After a mild night there was a weak inversion of thin cloud and we could just see the Yorkshire hills peeping out on the horizon, distinguished by the unmistakable shape of Ingleborough, while nearer to hand were Black Combe and Harter Fell. The orange early light was catching the southern slopes of Crinkle Crags.
We managed the famous 'bad step' on Crinkle Crags with our winter gear by a joint effort: I went up first with my pack, reached down and took Vivien's, then helped her up the two big steps. It isn't technically difficult at all, but one does need a fair amount of leg and arm strength and it helps if the rock is dry.
The climb from Three Tarns to Bow Fell was very warm but the views were superb and there was a cooling breeze around the top. Down to Ore Gap and ascending Esk Pike, it made a change to see the fine views from this peak, it is usually misted out on our visits. Climbing past Esk Hause into Calf Cove there were many people descending from Scafell Pike, some looking rather surprised to see us going the other way, but fortunately we were spared the oblique inquisition from the dreaded Mr. Mountain Safety Man!. A helicopter was hovering on Esk Pike as if about to land, presumably just an exercise as we had just come down that way with nothing happening.
There were still quite a few stragglers including families with young children coming down from the Pike as we veered off L to Ill Crag, a pitch we had been promising ourselves for a while. There is a great view down into upper Eskdale from the edge below the summit rock pile.
A dawn start gave a warm orange glow on Scafell Pike as we set off to traverse the tangled boulder field before the final climb to the roof of England, the silence broken only by the cronk of a pair of inquisitive ravens, one of which flew into a photo we were taking from the summit.

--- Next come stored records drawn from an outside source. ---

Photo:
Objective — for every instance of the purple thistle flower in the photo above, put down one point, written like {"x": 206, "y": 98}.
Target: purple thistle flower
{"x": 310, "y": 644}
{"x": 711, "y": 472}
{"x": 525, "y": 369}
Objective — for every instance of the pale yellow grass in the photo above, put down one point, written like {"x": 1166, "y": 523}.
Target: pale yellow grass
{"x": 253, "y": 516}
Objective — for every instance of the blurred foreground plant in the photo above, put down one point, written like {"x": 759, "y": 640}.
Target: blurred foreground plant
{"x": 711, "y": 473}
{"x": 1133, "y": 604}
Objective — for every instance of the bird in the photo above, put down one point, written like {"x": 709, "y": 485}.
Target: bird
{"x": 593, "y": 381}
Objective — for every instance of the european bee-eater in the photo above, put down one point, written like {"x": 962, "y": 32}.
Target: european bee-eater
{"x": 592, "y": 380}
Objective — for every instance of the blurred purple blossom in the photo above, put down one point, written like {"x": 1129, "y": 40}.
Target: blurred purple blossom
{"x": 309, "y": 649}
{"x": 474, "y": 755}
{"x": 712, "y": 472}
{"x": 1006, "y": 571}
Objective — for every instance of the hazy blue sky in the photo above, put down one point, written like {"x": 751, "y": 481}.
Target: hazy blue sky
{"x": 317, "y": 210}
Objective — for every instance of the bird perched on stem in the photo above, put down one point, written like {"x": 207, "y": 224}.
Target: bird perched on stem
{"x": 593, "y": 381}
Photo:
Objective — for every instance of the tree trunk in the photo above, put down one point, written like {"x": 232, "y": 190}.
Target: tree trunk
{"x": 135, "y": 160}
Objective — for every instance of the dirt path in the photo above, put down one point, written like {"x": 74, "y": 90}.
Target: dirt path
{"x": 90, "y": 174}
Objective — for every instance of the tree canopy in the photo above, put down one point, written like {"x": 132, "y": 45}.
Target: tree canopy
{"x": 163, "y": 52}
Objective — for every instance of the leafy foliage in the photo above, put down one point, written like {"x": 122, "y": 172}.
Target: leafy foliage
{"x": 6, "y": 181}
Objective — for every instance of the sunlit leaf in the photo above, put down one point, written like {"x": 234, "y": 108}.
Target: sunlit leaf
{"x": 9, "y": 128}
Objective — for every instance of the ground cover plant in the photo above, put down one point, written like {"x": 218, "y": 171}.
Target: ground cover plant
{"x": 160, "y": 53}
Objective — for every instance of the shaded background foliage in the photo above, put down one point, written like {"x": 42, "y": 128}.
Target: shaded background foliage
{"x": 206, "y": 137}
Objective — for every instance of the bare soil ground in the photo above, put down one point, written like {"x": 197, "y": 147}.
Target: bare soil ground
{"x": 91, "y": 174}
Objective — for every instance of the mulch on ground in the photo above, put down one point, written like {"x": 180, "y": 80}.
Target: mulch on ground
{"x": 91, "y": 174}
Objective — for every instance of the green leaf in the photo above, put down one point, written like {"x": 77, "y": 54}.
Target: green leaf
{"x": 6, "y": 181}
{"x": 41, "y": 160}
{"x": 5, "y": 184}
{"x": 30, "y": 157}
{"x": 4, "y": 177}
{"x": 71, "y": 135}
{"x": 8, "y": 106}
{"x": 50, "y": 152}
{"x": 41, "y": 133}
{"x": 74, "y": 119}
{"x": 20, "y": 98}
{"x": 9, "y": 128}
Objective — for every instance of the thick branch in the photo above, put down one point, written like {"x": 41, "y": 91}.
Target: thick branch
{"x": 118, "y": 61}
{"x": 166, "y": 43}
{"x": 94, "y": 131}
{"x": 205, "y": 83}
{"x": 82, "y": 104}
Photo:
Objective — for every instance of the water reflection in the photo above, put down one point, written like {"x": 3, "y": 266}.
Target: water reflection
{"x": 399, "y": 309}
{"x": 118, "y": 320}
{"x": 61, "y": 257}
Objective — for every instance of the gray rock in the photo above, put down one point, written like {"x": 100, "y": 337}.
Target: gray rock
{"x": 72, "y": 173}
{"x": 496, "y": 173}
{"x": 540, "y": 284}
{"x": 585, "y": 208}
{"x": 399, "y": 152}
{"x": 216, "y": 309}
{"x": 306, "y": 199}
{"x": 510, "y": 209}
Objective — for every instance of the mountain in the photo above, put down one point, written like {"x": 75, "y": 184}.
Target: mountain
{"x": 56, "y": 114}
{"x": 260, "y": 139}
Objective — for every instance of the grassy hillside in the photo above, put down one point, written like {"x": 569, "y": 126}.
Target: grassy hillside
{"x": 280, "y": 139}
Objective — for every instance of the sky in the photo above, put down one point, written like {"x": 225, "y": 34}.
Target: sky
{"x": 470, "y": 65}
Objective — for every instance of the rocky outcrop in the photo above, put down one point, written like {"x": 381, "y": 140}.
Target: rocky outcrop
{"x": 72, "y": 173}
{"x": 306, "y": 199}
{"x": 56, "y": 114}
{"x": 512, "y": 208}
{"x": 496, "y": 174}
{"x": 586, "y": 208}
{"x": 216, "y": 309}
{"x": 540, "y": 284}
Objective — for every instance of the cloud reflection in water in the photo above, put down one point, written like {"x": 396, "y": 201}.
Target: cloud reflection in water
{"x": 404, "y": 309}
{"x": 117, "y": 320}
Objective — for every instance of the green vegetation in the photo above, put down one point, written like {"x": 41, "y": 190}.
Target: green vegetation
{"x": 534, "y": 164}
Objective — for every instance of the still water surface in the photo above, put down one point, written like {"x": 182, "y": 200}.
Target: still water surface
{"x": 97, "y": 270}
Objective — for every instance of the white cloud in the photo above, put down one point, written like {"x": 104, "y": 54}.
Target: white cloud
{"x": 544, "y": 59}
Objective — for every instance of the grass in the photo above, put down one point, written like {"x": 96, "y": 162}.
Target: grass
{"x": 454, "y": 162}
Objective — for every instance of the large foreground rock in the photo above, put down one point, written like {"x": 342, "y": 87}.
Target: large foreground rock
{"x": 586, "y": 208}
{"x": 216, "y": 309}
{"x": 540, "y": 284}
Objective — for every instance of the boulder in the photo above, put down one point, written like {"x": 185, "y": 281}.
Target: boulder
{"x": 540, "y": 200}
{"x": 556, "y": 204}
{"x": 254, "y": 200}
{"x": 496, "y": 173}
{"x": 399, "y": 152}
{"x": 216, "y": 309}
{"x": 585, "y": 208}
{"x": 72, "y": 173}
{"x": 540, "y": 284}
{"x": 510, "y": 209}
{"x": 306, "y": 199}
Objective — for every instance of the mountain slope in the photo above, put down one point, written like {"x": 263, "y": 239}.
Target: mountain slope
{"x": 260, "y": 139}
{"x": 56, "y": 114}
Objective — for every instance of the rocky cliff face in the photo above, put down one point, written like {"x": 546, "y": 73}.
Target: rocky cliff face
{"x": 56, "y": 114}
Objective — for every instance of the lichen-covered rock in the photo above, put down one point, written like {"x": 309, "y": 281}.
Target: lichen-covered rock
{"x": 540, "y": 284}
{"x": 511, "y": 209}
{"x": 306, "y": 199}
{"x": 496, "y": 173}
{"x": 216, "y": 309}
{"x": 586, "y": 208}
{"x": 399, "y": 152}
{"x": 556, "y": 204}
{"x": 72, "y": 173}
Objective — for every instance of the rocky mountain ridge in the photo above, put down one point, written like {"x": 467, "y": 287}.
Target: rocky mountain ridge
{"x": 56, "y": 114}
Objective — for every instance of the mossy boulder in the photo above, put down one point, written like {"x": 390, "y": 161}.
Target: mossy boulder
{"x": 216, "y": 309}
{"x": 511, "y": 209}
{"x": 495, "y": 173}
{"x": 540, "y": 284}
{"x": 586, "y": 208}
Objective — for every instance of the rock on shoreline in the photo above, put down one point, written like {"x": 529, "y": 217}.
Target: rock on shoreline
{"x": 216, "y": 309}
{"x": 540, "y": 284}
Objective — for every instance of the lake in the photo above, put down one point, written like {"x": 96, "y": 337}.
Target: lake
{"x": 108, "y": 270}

Returning via Calf Cove and meeting an early fell runner, we detoured to Great End, an old favourite with fine views of its own and a good place to linger.
Descending to Angle Tarn out of the breeze it became incredibly warm and it remained so on the traverse of Martcrag Moor, and we were drinking a lot of water to stay cool and hydrated. The breeze picked up again approaching the steep climb of Harrison Stickle. Time was rather short to include the traverse around to Pavey Ark and we walked directly across to Thunacar Knott, making a pitch by the tarn.
It was noticably colder than last night but still fairly mild and frost free despite the clear sky locally. This morning the predicted bank of cloud had reached the eastern fells and there was a dense cap of cloud in a sharp line over the Helvellyn ridge, and it would persist all day. Walking to High Raise we saw a couple of deer, the first time we had seen them this far west in the central fells.
On High raise there were a couple of large orange ridge tents pitched at the NE corner of the summit plateau. We walked across to the last major top of the circuit Codale Head.
Our return route was the Blea Rigg ridge, an easy and very enjoyable undulating walk highlighted by some attractive little tarns. There is a splendid view near the start of Stickle Tarn with Harrison Stickle and the striated cliffs Pavey Ark above, while Codale tarn and Easedale Tarn are well seen to the left.